Com a enxada nos ombros, o embornal de
lado, a moringa na mão, pega o trilho de casa. Nem assobia. Está com o corpo
aniquilado, seus passos são curtos, pausados. Quer demorar ainda mais a
chegar...
Apesar do cansaço do corpo, andaria a
noite toda se isso lhe tirasse da cabeça todas aquelas lembranças. Daria tudo e
faria qualquer coisa para não estar sozinho. Se ao menos tivesse alguém, uma
única viva alma pra prosear!
Bobagem! Ali só está ele. Ele e Deus,
como costuma pensar. Pena hoje Deus não se tornar homem e passar o Natal ali,
com ele! Poderiam conversar, comemorar, beber juntos. Arre, cada pensamento!
Gregório chega em sua casa. Nem tem
vontade de acender a lamparina. Banho então, nem pensar! Pra quê? Daqui a pouco
se encharca de pinga e aí é uma água só! Antes, porém, precisa comer alguma
coisa. Ainda bem que deixou uma panela de arroz sobre o fogão de lenha, e tem
linguiça dependurada na despensa. É o suficiente.
Enquanto acende a lamparina, faz uma
oração para o Menino Jesus. Afinal, é o Seu dia! Tem que rezar agora porque,
depois não vai lembrar nem do seu nome, quanto mais de oração!

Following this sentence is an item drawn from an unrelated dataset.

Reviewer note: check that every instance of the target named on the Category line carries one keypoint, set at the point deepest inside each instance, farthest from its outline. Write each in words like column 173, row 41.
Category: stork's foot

Junta ao arroz uns pedaços de linguiça,
atiça as brasas do fogão, coloca umas palhas de milho para aumentar o fogo e
aquece a comida. O cheiro é divino! Chega a lhe dar água na boca!
Arranca as botinas, tira a camisa, passa
as mãos pelos cabelos e puxa o banco para perto da mesa. Ia enfiando a primeira
colherada de comida boca adentro, quando ouve uma voz:
- Ô
de casa!
Gregório estremece de susto. Quem
poderia ser a essa hora da noite? Pela voz imagina ser uma pessoa idosa. Voz
rouca, trêmula mesmo!
- Ô
de fora! Já tô indo!
Ainda sem se refazer do susto, Gregório
sai rapidamente pela porta da cozinha, levando a lamparina nas mãos. Assusta-se
ainda mais diante do que vê. Meu Deus, que trapo humano! Um homem, as roupas em
farrapos, pés descalços, cabelos ensebados, barbas enormes, corpo magro,
arqueado, rosto bem feito, mas incrivelmente abatido. Olheiras escuras e
profundas. A magreza excessiva deixa-lhe os ossos da face saltados, salientes.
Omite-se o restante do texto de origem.